Hydrofluoric acid, hf, has a ka of 6.8 * 10-4. what are [h3o+], [f-], and [oh-] in 0.710 m hf?

[H₃O⁺] = [F⁻] = 2.2 x 10⁻² M. & [OH⁻] = 4.55 x 10⁻¹³.

Explanation:

For a weak acid like HF, the dissociation of HF will be:

HF + H₂O ⇄ H₃O⁺ + F⁻.

[H₃O⁺] = [F⁻].

∵ [H₃O⁺] = √Ka.
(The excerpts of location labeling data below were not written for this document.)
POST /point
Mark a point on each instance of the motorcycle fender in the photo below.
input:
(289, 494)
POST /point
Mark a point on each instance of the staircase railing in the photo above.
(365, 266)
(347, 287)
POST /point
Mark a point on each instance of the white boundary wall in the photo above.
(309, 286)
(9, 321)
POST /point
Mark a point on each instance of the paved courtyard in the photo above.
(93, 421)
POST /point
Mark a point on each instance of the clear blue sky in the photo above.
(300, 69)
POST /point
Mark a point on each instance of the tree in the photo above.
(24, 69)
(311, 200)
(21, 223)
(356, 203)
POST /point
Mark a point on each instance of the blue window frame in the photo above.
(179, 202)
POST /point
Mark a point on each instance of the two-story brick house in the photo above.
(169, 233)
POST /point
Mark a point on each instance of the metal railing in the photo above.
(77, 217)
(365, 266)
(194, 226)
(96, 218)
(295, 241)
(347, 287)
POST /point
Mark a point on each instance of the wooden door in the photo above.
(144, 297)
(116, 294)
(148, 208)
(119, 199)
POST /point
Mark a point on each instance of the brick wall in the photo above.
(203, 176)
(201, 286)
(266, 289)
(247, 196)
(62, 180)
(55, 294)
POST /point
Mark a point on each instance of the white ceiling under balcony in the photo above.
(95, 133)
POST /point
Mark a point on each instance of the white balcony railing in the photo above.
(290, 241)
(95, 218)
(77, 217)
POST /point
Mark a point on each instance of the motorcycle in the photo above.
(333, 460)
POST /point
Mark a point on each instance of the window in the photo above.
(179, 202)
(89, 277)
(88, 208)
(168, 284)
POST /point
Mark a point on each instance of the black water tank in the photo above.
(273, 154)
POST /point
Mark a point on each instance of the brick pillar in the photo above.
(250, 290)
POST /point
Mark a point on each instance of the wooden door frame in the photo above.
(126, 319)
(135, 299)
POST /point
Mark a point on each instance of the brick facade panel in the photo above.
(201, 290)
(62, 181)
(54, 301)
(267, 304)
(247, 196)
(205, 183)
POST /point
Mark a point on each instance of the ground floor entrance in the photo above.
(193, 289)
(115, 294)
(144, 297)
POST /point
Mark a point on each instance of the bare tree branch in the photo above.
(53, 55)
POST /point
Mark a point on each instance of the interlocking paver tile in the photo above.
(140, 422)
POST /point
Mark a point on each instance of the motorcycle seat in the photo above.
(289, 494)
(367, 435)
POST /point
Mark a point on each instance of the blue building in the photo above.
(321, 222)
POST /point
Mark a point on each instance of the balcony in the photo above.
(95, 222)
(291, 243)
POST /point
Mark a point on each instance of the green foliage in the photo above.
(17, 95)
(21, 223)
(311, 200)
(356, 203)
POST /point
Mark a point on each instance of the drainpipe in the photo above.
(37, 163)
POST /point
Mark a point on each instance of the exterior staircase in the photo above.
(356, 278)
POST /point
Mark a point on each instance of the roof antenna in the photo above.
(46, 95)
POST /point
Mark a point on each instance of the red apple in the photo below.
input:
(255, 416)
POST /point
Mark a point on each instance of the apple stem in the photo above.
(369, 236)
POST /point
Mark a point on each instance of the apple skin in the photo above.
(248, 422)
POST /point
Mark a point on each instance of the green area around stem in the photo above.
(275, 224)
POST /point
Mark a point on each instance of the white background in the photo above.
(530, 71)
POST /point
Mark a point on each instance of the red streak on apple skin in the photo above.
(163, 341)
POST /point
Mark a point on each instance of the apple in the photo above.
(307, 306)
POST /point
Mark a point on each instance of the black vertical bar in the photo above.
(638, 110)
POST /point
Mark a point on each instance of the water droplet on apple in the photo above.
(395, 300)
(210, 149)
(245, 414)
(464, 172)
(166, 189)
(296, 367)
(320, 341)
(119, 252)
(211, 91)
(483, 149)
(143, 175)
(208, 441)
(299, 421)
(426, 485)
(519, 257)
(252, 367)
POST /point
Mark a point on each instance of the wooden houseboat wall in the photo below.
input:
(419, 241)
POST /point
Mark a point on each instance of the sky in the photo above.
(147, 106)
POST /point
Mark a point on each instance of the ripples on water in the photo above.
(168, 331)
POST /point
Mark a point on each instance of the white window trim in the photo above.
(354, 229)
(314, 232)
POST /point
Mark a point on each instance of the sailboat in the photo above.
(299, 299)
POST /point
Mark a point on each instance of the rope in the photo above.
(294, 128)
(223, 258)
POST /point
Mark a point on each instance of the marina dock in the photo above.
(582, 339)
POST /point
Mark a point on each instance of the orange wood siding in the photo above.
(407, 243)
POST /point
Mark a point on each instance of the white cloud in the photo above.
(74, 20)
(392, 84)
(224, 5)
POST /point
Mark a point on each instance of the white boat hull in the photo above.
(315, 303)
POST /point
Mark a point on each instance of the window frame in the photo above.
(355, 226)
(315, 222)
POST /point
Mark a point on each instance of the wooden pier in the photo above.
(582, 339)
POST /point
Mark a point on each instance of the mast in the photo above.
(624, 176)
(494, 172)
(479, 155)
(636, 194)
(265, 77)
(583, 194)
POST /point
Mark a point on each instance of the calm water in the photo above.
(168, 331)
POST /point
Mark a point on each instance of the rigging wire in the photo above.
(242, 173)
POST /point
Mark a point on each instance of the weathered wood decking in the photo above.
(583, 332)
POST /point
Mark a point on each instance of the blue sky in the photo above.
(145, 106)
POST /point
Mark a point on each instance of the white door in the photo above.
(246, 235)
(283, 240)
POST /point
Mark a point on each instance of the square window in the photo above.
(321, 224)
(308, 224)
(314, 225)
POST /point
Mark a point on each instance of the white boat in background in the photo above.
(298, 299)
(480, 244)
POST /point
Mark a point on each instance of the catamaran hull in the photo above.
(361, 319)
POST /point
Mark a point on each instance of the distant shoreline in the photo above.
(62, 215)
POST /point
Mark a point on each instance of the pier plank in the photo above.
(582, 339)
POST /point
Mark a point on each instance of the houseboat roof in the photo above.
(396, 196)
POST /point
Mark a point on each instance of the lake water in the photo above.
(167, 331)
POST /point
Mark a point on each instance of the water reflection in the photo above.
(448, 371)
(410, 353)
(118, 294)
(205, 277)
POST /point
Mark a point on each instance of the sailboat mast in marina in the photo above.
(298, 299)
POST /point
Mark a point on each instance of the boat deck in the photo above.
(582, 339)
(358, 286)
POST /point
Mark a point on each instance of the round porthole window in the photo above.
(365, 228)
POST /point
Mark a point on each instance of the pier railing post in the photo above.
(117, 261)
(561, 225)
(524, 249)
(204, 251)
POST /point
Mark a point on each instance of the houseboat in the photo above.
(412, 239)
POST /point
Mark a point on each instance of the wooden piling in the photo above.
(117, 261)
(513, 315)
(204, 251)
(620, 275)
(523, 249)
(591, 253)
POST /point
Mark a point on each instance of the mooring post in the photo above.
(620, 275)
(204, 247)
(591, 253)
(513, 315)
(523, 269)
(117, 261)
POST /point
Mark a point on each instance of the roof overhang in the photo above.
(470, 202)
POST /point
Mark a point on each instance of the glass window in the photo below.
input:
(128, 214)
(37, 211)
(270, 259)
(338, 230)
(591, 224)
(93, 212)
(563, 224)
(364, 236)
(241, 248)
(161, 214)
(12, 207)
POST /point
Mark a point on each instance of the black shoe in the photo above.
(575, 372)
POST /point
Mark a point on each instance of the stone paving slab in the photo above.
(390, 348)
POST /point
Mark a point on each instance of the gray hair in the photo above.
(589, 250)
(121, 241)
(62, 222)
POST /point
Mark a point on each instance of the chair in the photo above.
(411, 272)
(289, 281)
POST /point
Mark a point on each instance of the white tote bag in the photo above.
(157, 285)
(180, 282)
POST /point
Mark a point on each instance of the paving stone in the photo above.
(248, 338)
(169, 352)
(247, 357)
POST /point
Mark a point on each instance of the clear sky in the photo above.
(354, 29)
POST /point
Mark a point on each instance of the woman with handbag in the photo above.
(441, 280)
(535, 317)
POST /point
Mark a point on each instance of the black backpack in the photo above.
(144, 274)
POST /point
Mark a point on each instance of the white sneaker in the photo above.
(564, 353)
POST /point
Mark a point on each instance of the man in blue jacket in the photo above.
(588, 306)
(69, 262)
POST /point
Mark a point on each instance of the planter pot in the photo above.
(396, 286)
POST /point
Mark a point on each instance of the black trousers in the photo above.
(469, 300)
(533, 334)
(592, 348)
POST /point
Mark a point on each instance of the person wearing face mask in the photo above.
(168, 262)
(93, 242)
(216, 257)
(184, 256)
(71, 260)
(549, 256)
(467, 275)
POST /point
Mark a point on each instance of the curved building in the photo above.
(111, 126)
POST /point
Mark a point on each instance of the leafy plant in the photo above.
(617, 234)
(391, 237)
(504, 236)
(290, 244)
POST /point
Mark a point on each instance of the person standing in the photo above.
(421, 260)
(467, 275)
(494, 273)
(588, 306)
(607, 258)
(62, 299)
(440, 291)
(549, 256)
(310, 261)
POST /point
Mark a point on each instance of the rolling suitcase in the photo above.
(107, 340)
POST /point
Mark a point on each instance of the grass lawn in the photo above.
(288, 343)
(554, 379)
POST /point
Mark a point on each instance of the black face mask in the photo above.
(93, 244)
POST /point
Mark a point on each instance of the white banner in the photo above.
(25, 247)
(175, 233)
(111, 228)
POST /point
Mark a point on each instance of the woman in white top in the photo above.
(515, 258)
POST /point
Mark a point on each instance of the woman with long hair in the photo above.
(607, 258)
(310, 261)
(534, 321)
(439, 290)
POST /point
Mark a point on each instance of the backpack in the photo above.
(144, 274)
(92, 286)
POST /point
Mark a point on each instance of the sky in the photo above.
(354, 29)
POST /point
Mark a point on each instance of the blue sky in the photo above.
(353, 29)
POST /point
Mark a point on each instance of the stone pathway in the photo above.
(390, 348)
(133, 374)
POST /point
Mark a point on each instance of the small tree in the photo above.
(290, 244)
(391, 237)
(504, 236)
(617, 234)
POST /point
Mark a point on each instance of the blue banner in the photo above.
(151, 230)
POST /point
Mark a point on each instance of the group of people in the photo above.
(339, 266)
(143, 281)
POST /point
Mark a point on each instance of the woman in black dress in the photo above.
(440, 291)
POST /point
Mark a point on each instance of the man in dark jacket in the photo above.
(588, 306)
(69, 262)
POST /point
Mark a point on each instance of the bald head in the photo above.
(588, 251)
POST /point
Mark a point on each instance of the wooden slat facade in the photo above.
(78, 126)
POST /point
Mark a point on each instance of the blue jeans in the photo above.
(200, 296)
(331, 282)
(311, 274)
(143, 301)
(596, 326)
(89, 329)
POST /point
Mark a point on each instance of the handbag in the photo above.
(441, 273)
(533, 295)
C,

Ka = 6.8 x 10⁻⁴, C = 0.710 M.

∴ [H₃O⁺] = √Ka. C = √ (6.8 x 10⁻⁴) (0.710) = 2.197 x 10⁻² M ≅ 2.2 x 10⁻² M.

∴ [H₃O⁺] = [F⁻] = 2.2 x 10⁻² M.

∵ [H₃O⁺][OH⁻] = 10⁻¹⁴.

∴ [OH⁻] = 10⁻¹⁴/[H₃O⁺] = 10⁻¹⁴ / (2.2 x 10⁻²) = 4.55 x 10⁻¹³.